Theorem on the existence of finite sets of integers >1 whose reciprocals sum to 1

In combinatorial number theory, the Erdős–Graham problem is the problem of proving that, if the set $\{2,3,4,\dots\}$ of integers greater than one is partitioned into finitely many subsets, then one of the subsets can be used to form an Egyptian fraction representation of unity. That is, for every $r > 0$, and every $r$-coloring of the integers greater than one, there is a finite monochromatic subset $S$ of these integers such that.
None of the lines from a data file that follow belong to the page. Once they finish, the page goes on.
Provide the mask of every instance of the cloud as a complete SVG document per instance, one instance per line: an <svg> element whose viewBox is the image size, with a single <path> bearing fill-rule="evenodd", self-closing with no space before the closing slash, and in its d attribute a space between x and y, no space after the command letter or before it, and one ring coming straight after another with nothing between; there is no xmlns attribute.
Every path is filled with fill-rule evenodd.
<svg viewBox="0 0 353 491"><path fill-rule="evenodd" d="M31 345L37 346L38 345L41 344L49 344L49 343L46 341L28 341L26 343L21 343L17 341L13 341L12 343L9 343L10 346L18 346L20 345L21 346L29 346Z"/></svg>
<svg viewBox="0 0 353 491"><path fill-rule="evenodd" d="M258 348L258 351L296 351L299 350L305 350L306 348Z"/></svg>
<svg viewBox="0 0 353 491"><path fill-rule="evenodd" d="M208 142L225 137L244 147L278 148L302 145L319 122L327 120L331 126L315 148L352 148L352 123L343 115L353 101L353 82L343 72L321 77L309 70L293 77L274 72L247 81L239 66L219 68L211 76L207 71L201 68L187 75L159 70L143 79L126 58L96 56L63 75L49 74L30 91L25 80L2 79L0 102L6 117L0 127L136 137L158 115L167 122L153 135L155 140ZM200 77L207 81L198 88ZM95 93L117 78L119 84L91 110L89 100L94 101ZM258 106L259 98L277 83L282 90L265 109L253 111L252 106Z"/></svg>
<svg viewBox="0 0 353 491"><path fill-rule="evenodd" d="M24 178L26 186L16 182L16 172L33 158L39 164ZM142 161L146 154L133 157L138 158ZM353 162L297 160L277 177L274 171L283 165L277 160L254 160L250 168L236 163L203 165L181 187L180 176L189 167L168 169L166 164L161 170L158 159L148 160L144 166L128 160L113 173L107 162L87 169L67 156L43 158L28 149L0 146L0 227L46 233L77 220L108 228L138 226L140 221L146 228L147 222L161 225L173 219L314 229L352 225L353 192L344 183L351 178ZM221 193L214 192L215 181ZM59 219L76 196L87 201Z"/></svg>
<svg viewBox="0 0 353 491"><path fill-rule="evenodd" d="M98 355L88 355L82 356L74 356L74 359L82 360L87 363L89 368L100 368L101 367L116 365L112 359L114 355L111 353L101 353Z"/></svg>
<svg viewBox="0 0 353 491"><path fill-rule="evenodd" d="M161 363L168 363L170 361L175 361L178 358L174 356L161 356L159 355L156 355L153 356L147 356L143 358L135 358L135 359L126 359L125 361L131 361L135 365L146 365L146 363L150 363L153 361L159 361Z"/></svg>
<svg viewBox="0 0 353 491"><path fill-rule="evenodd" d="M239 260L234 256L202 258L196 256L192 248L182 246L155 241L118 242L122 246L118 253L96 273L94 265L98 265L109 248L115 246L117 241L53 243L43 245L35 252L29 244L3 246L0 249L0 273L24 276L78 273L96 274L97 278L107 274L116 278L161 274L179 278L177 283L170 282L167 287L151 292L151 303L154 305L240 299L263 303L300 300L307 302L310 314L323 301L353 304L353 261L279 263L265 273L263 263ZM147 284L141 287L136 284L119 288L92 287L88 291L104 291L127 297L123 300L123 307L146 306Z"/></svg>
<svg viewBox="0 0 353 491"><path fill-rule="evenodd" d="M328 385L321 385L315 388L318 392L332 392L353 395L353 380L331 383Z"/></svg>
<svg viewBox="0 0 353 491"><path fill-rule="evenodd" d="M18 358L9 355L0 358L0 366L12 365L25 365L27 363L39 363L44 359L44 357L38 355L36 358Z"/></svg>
$\sum_{n\in S}\frac{1}{n} = 1.$

In more detail, Paul Erdős and Ronald Graham conjectured that, for sufficiently large $r$, the largest member of $S$ could be bounded by $b^r$ for some constant $b$ independent of $r$. It was known that, for this to be true, $b$ must be at least Euler's constant $e$.

Ernie Croot proved the conjecture as part of his Ph.D. thesis, and later (while a post-doctoral researcher at UC Berkeley) published the proof in the Annals of Mathematics. The value Croot gives for $b$ is very large: it is at most $e^{167000}$. Croot's result follows as a corollary of a more general theorem stating the existence of Egyptian fraction representations of unity for sets $C$ of smooth numbers in intervals of the form $[X,X^{1+\delta}]$, where $C$ contains sufficiently many numbers so that the sum of their reciprocals is at least six. The Erdős–Graham conjecture follows from this result by showing that one can find an interval of this form in which the sum of the reciprocals of all smooth numbers is at least $6r$; therefore, if the integers are $r$-colored there must be a monochromatic subset $C$ satisfying the conditions of Croot's theorem.

A stronger form of the result, that any set of integers with positive upper density includes the denominators of an Egyptian fraction representation of one, was announced in 2021 by Thomas Bloom, a postdoctoral researcher at the University of Oxford.